Michael Cimino
Michael Cimino, un mirage américain, documentaire réalisé par le critique et essayiste Jean-Baptiste Thoret vient de sortir en salle. Grand défenseur et admirateur de l’œuvre du cinéaste (décédé en 2016 à l’âge de 77 ans), il nous livre un hommage somptueux et envoûtant.
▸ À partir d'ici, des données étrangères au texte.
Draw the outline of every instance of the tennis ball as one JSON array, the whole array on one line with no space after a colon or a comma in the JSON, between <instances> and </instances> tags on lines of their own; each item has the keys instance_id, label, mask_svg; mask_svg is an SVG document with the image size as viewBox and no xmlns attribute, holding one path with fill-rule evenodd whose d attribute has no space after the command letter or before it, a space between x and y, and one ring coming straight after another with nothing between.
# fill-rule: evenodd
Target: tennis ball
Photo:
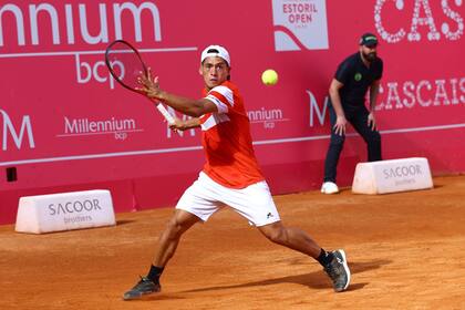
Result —
<instances>
[{"instance_id":1,"label":"tennis ball","mask_svg":"<svg viewBox=\"0 0 465 310\"><path fill-rule=\"evenodd\" d=\"M265 70L264 73L261 73L261 82L264 82L265 85L275 85L278 83L278 73L272 69Z\"/></svg>"}]
</instances>

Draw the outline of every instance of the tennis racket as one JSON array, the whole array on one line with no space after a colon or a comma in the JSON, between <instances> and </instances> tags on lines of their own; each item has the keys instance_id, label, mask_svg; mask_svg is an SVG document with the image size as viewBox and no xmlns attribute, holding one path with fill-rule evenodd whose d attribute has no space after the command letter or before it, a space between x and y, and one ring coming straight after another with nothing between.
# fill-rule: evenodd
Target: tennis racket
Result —
<instances>
[{"instance_id":1,"label":"tennis racket","mask_svg":"<svg viewBox=\"0 0 465 310\"><path fill-rule=\"evenodd\" d=\"M115 79L125 89L141 94L137 91L137 89L141 87L138 79L142 75L147 75L147 66L142 61L141 54L133 45L124 40L113 41L106 48L105 63L113 79ZM156 107L168 124L173 124L175 122L172 114L166 111L162 103L156 103Z\"/></svg>"}]
</instances>

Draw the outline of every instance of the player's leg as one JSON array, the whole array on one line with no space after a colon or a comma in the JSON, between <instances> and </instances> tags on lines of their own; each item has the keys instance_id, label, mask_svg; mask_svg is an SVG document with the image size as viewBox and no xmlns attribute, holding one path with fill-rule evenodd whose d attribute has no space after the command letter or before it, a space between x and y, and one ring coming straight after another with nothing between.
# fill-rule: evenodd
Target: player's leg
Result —
<instances>
[{"instance_id":1,"label":"player's leg","mask_svg":"<svg viewBox=\"0 0 465 310\"><path fill-rule=\"evenodd\" d=\"M147 276L141 277L141 281L125 292L123 298L125 300L137 299L143 294L159 291L159 277L175 254L183 234L194 224L207 220L219 208L210 195L208 184L205 184L200 174L177 203L173 217L158 239L157 250Z\"/></svg>"},{"instance_id":2,"label":"player's leg","mask_svg":"<svg viewBox=\"0 0 465 310\"><path fill-rule=\"evenodd\" d=\"M314 258L330 277L337 292L344 291L350 283L350 269L344 250L326 251L306 231L296 227L286 227L276 221L258 227L275 244L306 254Z\"/></svg>"},{"instance_id":3,"label":"player's leg","mask_svg":"<svg viewBox=\"0 0 465 310\"><path fill-rule=\"evenodd\" d=\"M330 105L329 108L330 124L331 124L331 140L324 159L324 178L321 186L321 193L335 194L339 192L335 185L337 167L339 157L344 146L345 135L339 135L334 131L337 115L334 108Z\"/></svg>"},{"instance_id":4,"label":"player's leg","mask_svg":"<svg viewBox=\"0 0 465 310\"><path fill-rule=\"evenodd\" d=\"M266 182L242 189L230 189L218 185L216 192L223 203L257 226L268 239L318 260L332 279L334 290L347 289L350 271L347 262L340 260L341 258L345 260L345 254L342 250L327 252L302 229L285 227Z\"/></svg>"},{"instance_id":5,"label":"player's leg","mask_svg":"<svg viewBox=\"0 0 465 310\"><path fill-rule=\"evenodd\" d=\"M368 148L368 161L381 161L381 135L378 130L372 130L368 124L369 111L362 106L350 120L353 128L363 137Z\"/></svg>"},{"instance_id":6,"label":"player's leg","mask_svg":"<svg viewBox=\"0 0 465 310\"><path fill-rule=\"evenodd\" d=\"M199 220L200 218L190 213L175 210L158 239L155 258L147 276L141 277L141 280L123 294L124 300L138 299L144 294L161 291L159 277L175 254L180 236Z\"/></svg>"}]
</instances>

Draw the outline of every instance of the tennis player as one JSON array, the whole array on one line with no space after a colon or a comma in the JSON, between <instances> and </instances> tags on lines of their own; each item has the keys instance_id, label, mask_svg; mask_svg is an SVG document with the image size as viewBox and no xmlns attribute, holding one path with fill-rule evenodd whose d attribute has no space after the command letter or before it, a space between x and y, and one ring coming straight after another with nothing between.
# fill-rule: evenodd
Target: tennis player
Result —
<instances>
[{"instance_id":1,"label":"tennis player","mask_svg":"<svg viewBox=\"0 0 465 310\"><path fill-rule=\"evenodd\" d=\"M335 291L349 287L350 270L343 250L326 251L304 231L286 227L280 220L268 185L252 148L250 124L244 100L230 82L228 51L207 46L200 56L204 78L203 97L192 100L159 87L151 72L141 78L140 91L176 111L193 116L175 120L173 130L200 127L206 163L194 184L176 205L174 215L162 232L148 273L123 296L125 300L161 290L159 278L176 251L180 236L198 221L228 206L256 226L272 242L300 251L318 260L332 280Z\"/></svg>"}]
</instances>

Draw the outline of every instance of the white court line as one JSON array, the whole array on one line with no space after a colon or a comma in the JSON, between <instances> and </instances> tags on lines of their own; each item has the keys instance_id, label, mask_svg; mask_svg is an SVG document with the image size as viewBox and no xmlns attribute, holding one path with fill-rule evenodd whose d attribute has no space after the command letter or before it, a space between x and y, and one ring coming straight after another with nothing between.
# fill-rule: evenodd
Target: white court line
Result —
<instances>
[{"instance_id":1,"label":"white court line","mask_svg":"<svg viewBox=\"0 0 465 310\"><path fill-rule=\"evenodd\" d=\"M137 50L141 53L166 53L166 52L190 52L197 51L195 46L188 48L165 48L165 49L141 49ZM39 56L70 56L70 55L100 55L104 54L105 50L102 51L70 51L70 52L42 52L42 53L11 53L0 54L0 59L13 59L13 58L39 58Z\"/></svg>"},{"instance_id":2,"label":"white court line","mask_svg":"<svg viewBox=\"0 0 465 310\"><path fill-rule=\"evenodd\" d=\"M397 134L397 133L411 133L411 132L440 131L440 130L453 130L453 128L462 128L462 127L465 127L465 124L426 126L426 127L414 127L414 128L403 128L403 130L389 130L389 131L381 131L381 134ZM348 134L347 136L348 137L353 137L353 136L358 136L358 134L352 133L352 134ZM307 136L307 137L266 140L266 141L256 141L256 142L254 142L254 145L294 143L294 142L302 142L302 141L324 140L324 138L329 138L329 137L330 137L330 135L319 135L319 136ZM39 164L39 163L53 163L53 162L65 162L65 161L81 161L81 159L108 158L108 157L122 157L122 156L152 155L152 154L165 154L165 153L176 153L176 152L190 152L190 151L198 151L198 149L202 149L202 146L158 148L158 149L103 153L103 154L89 154L89 155L61 156L61 157L45 157L45 158L37 158L37 159L0 162L0 167L1 166L12 166L12 165L24 165L24 164Z\"/></svg>"}]
</instances>

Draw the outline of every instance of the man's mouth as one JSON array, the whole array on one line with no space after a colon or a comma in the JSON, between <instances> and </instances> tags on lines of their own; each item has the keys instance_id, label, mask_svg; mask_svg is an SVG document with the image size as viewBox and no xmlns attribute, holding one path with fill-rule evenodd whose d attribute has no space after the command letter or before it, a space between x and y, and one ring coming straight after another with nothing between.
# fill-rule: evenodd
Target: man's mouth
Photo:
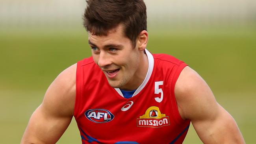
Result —
<instances>
[{"instance_id":1,"label":"man's mouth","mask_svg":"<svg viewBox=\"0 0 256 144\"><path fill-rule=\"evenodd\" d=\"M114 78L118 73L120 69L116 69L115 70L105 70L107 73L107 76L108 78Z\"/></svg>"}]
</instances>

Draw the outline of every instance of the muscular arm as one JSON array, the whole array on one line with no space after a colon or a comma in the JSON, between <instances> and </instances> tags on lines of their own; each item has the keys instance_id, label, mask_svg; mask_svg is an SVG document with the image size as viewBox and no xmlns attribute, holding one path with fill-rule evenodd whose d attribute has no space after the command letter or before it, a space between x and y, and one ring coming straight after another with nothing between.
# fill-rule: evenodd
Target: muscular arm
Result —
<instances>
[{"instance_id":1,"label":"muscular arm","mask_svg":"<svg viewBox=\"0 0 256 144\"><path fill-rule=\"evenodd\" d=\"M30 118L22 144L55 143L67 129L73 114L76 69L76 64L67 68L50 86Z\"/></svg>"},{"instance_id":2,"label":"muscular arm","mask_svg":"<svg viewBox=\"0 0 256 144\"><path fill-rule=\"evenodd\" d=\"M232 116L217 103L210 88L196 72L185 67L174 90L181 116L191 120L204 143L245 143Z\"/></svg>"}]
</instances>

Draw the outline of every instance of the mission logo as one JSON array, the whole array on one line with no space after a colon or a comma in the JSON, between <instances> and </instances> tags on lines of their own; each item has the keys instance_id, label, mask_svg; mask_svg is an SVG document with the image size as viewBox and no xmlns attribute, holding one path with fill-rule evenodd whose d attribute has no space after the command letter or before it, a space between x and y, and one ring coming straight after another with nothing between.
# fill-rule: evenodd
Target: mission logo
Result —
<instances>
[{"instance_id":1,"label":"mission logo","mask_svg":"<svg viewBox=\"0 0 256 144\"><path fill-rule=\"evenodd\" d=\"M89 109L84 114L88 120L96 123L104 123L114 118L114 115L104 109Z\"/></svg>"},{"instance_id":2,"label":"mission logo","mask_svg":"<svg viewBox=\"0 0 256 144\"><path fill-rule=\"evenodd\" d=\"M145 114L137 118L137 126L160 127L170 125L169 117L162 114L157 107L152 106L146 111Z\"/></svg>"}]
</instances>

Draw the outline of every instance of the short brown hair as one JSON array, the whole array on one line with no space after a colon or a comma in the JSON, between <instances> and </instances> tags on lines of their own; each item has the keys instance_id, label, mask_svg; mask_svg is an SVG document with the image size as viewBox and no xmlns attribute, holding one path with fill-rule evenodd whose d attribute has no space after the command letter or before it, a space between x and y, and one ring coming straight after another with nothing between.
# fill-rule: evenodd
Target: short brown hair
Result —
<instances>
[{"instance_id":1,"label":"short brown hair","mask_svg":"<svg viewBox=\"0 0 256 144\"><path fill-rule=\"evenodd\" d=\"M143 0L88 0L83 17L87 31L107 35L108 31L122 24L125 35L136 46L138 35L147 30L147 12Z\"/></svg>"}]
</instances>

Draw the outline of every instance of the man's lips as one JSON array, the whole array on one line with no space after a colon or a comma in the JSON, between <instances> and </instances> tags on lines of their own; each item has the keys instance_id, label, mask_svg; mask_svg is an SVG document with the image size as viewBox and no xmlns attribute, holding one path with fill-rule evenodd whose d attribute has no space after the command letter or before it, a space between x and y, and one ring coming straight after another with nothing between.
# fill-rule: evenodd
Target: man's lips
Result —
<instances>
[{"instance_id":1,"label":"man's lips","mask_svg":"<svg viewBox=\"0 0 256 144\"><path fill-rule=\"evenodd\" d=\"M117 74L117 73L119 72L120 69L116 69L115 70L104 70L106 73L107 74L107 76L108 78L113 78L116 76Z\"/></svg>"}]
</instances>

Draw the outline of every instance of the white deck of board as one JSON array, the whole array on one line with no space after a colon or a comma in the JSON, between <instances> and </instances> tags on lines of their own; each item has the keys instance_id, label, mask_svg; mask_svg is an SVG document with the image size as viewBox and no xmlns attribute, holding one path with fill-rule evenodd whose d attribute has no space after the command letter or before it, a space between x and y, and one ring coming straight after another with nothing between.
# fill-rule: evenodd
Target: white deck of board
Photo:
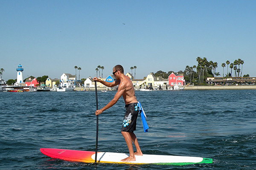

C’est l’occasion de revoir sur grand écran les deux chefs-d’œuvre de Cimino et de mieux comprendre ce cinéaste de légende.
Le cinéma lui doit deux des plus grands films de son histoire : deux fresques historiques portées par un souffle épique et une puissance incantatoire inouïe, et travaillées en sourdine par une méditation sur le temps, la perte, la condition humaine.
Voyage au bout de l’enfer (1978), premier film américain critique de la guerre du Vietnam, dépeinte comme le cauchemar halluciné d’une Amérique en pleine dislocation, et La Porte du paradis (1980), évocation de la naissance de cette nation légendaire dans la violence d’un crime de masse. Porté au pinacle pour Voyage au bout de l’enfer, qui lui valut cinq Oscars dont celui du meilleur film, ce grand formaliste romantique fut brisé par La Porte du paradis, naufrage industriel qui précipita la faillite des Artistes Associés, le studio créé en 1919 par Mary Pickford, Charlie Chaplin, Douglas Fairbanks et D. W. Griffith. Jeté en pâture à la presse, blacklisté par toute l’industrie, Michael Cimino a encore réalisé L’Année du dragon (1985), avant de sombrer lentement en trois étapes : Le Sicilien (1987), La Maison des otages (1990) et Sunchaser (1996). Michael Cimino, cinéaste maudit et désenchanté, emblématique des années 1970, n’en reste pas moins un idéaliste, habité par une forme de croyance dans la possibilité de retrouver dans le contemporain des bribes de l’Amérique des origines et d’en réactiver le mythe fédérateur.